2017; Oxford University Press; Volume: 64; Issue: 2 Linguagem: Inglês

10.1093/notesj/gjx058

ISSN

1471-6941

Autores

Richard M. Waugaman,

Tópico(s)

Renaissance and Early Modern Studies

Resumo

In Shakespeare’s Richard III, V.iii, during the night before his fatal Battle of Bosworth Field, King Richard is visited by the ghosts of those he has slain—Prince Edward of Wales, Henry VI, Clarence, Rivers, Grey, Vaughn, the two young princes Edward V and Richard of Shrewsbury, Hastings, Lady Anne, and Buckingham. As King Richard awakens, he is terrified, as though these visits were real events. Only then does he realize he had a nightmare—‘Soft, I did but dream./ O coward conscience, how dost thou afflict me!’ (V.iii.178–179). His dream prefigures his defeat and death the next day.
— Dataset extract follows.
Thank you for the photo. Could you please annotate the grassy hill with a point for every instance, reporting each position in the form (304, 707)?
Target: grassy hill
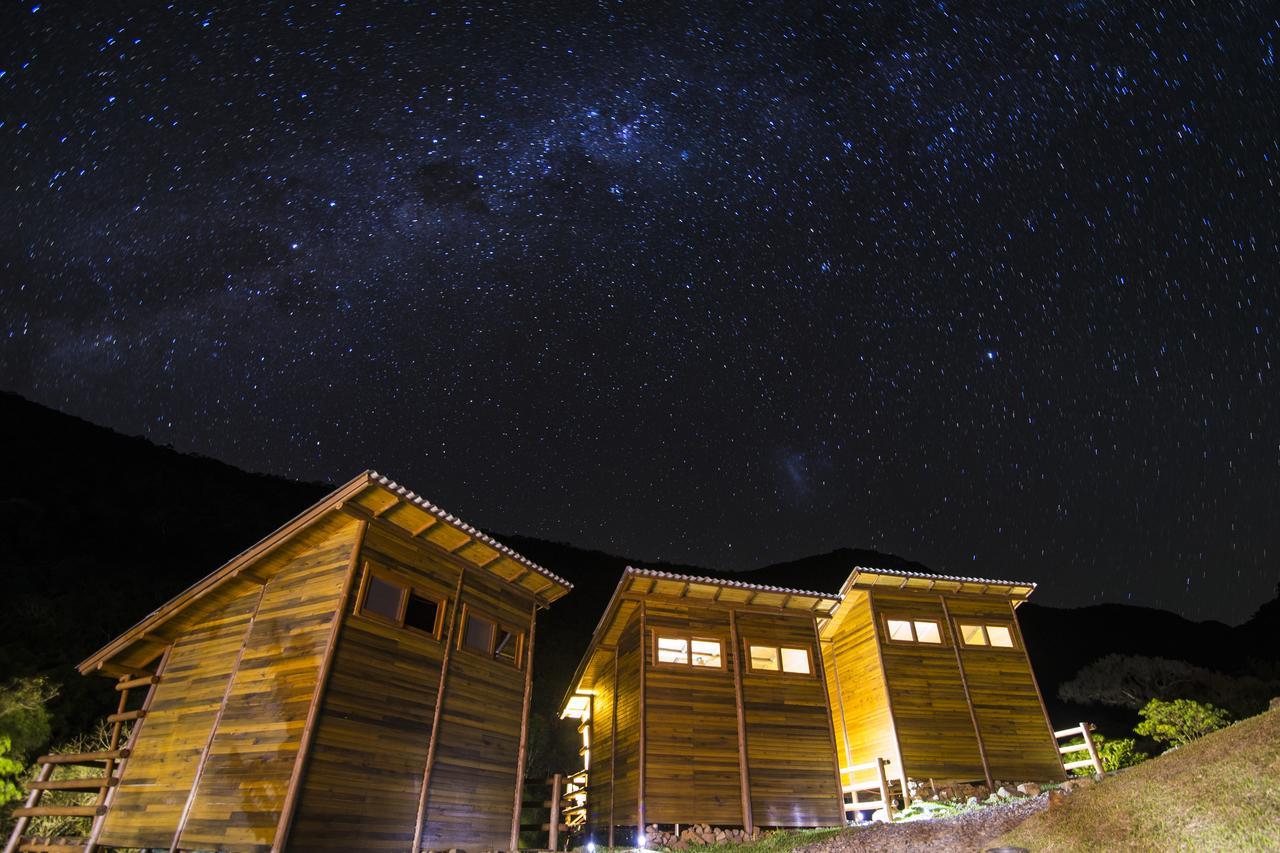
(1219, 793)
A hitherto overlooked literary source for Richard’s prophetic nightmare of noble but vindictive ghosts is found in Book One of Francesco Guicciardini’s 1561 A History of Italy (Geoffrey Fenton’s English translation was published by Thomas Vautrollier in 1579, and republished by Richard Field in 1599). As Sidney Alexander notes, ‘Guicciardini might be called a psychological historian—for him the motive power of the huge clockwork of events may be traced down to the mainspring of individual behavior.’1 Guiciardini’s psychological focus is likely to have attracted Shakespeare.